Signature de la fonction cophenet

def cophenet(Z, Y=None) 

Description

cophenet.__doc__

    Calculate the cophenetic distances between each observation in
    the hierarchical clustering defined by the linkage ``Z``.

    Suppose ``p`` and ``q`` are original observations in
    disjoint clusters ``s`` and ``t``, respectively and
    ``s`` and ``t`` are joined by a direct parent cluster
    ``u``. The cophenetic distance between observations
    ``i`` and ``j`` is simply the distance between
    clusters ``s`` and ``t``.

    Parameters
    ----------
    Z : ndarray
        The hierarchical clustering encoded as an array
        (see `linkage` function).
    Y : ndarray (optional)
        Calculates the cophenetic correlation coefficient ``c`` of a
        hierarchical clustering defined by the linkage matrix `Z`
        of a set of :math:`n` observations in :math:`m`
        dimensions. `Y` is the condensed distance matrix from which
        `Z` was generated.

    Returns
    -------
    c : ndarray
        The cophentic correlation distance (if ``Y`` is passed).
    d : ndarray
        The cophenetic distance matrix in condensed form. The
        :math:`ij` th entry is the cophenetic distance between
        original observations :math:`i` and :math:`j`.

    See Also
    --------
    linkage : for a description of what a linkage matrix is.
    scipy.spatial.distance.squareform : transforming condensed matrices into square ones.

    Examples
    --------
    >>> from scipy.cluster.hierarchy import single, cophenet
    >>> from scipy.spatial.distance import pdist, squareform

    Given a dataset ``X`` and a linkage matrix ``Z``, the cophenetic distance
    between two points of ``X`` is the distance between the largest two
    distinct clusters that each of the points:

    >>> X = [[0, 0], [0, 1], [1, 0],
    ...      [0, 4], [0, 3], [1, 4],
    ...      [4, 0], [3, 0], [4, 1],
    ...      [4, 4], [3, 4], [4, 3]]

    ``X`` corresponds to this dataset ::

        x x    x x
        x        x

        x        x
        x x    x x

    >>> Z = single(pdist(X))
    >>> Z
    array([[ 0.,  1.,  1.,  2.],
           [ 2., 12.,  1.,  3.],
           [ 3.,  4.,  1.,  2.],
           [ 5., 14.,  1.,  3.],
           [ 6.,  7.,  1.,  2.],
           [ 8., 16.,  1.,  3.],
           [ 9., 10.,  1.,  2.],
           [11., 18.,  1.,  3.],
           [13., 15.,  2.,  6.],
           [17., 20.,  2.,  9.],
           [19., 21.,  2., 12.]])
    >>> cophenet(Z)
    array([1., 1., 2., 2., 2., 2., 2., 2., 2., 2., 2., 1., 2., 2., 2., 2., 2.,
           2., 2., 2., 2., 2., 2., 2., 2., 2., 2., 2., 2., 2., 1., 1., 2., 2.,
           2., 2., 2., 2., 1., 2., 2., 2., 2., 2., 2., 2., 2., 2., 2., 2., 2.,
           1., 1., 2., 2., 2., 1., 2., 2., 2., 2., 2., 2., 1., 1., 1.])
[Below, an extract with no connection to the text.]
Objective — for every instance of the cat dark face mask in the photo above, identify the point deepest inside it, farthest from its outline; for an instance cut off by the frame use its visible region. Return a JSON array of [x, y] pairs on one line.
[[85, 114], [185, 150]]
    The output of the `scipy.cluster.hierarchy.cophenet` method is
    represented in condensed form. We can use
    `scipy.spatial.distance.squareform` to see the output as a
    regular matrix (where each element ``ij`` denotes the cophenetic distance
    between each ``i``, ``j`` pair of points in ``X``):

    >>> squareform(cophenet(Z))
    array([[0., 1., 1., 2., 2., 2., 2., 2., 2., 2., 2., 2.],
           [1., 0., 1., 2., 2., 2., 2., 2., 2., 2., 2., 2.],
           [1., 1., 0., 2., 2., 2., 2., 2., 2., 2., 2., 2.],
           [2., 2., 2., 0., 1., 1., 2., 2., 2., 2., 2., 2.],
           [2., 2., 2., 1., 0., 1., 2., 2., 2., 2., 2., 2.],
           [2., 2., 2., 1., 1., 0., 2., 2., 2., 2., 2., 2.],
           [2., 2., 2., 2., 2., 2., 0., 1., 1., 2., 2., 2.],
           [2., 2., 2., 2., 2., 2., 1., 0., 1., 2., 2., 2.],
           [2., 2., 2., 2., 2., 2., 1., 1., 0., 2., 2., 2.],
           [2., 2., 2., 2., 2., 2., 2., 2., 2., 0., 1., 1.],
           [2., 2., 2., 2., 2., 2., 2., 2., 2., 1., 0., 1.],
           [2., 2., 2., 2., 2., 2., 2., 2., 2., 1., 1., 0.]])

    In this example, the cophenetic distance between points on ``X`` that are
    very close (i.e., in the same corner) is 1. For other pairs of points is 2,
    because the points will be located in clusters at different
    corners - thus, the distance between these clusters will be larger.